日航機と海保機の衝突事故、なんやかんや調査は進んでいると思うのだが、僕の印象では「いつかのニアミス事故からやり方は変わってないんだな」ということ。これが良いとか悪いとかはわからないのだが、依然人間の声と耳と互いの理解に依存した不安定な「空の安全」なんだということ。

たしかそれは僕が中学生の頃だったと思う。「ニアミス」っていうなじみのない言葉を聞いた。テレビのニュースを見て、飛行機同士が空中で「かすった」という報道をしていた。そんな大きなことなのかな?と当時は思ったように記憶しているが、チャンネルを回してもどこもかしこも同じレベルで大々的に取り沙汰していたように思う。

このニュースで、「ニアミス」という言葉を覚えて、20年以上経った今でも強く印象に残っている。

原因は、管制官の不適切な指示だった。
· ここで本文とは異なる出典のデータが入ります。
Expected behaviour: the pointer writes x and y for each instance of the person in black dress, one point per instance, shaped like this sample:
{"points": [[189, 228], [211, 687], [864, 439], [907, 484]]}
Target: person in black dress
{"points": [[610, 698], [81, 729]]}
今回の件とは違うという主張も聞こえてくるが、僕的には全く同じように映る。結局、誰か一人の職員が何かの勘違いで指示を間違えたり聞き間違ったりすると人が死ぬという事実。

飛行機そのものは市場の原理で性能競争・価格競争は一定作用し、昨今のテクノロジーの進化の恩恵を存分に受けているとは思うが、空港設備やその運営に関しては民営化しているとはいえ公共事業のような性質が強く、イノベーションが起きづらい状況なのかもしれない。航空各社はLCCも出てきているが、空港という受け皿が競争にさらされていることはないのだろう。

(比較対象に持ち出すには大変恐縮ではあるが)SIの現場でもよく耳にするのが、スピードより質だとか、質よりスピードだとかいう議論。僕的には、スピードを高めることが質を高めることだし、質を高めることがスピードを高めることだと思う。つまり両輪。人間の指差し確認やダブルチェックなんかじゃない。早く正確にやろうと思ったら人間への依存度を減らしていくしかないのかな。労働集約的な仕事をなくしていくことって、断じて働き方改革だとかそんなちっこい話ではなくて、人が死なない仕組みを追究することだったんだな。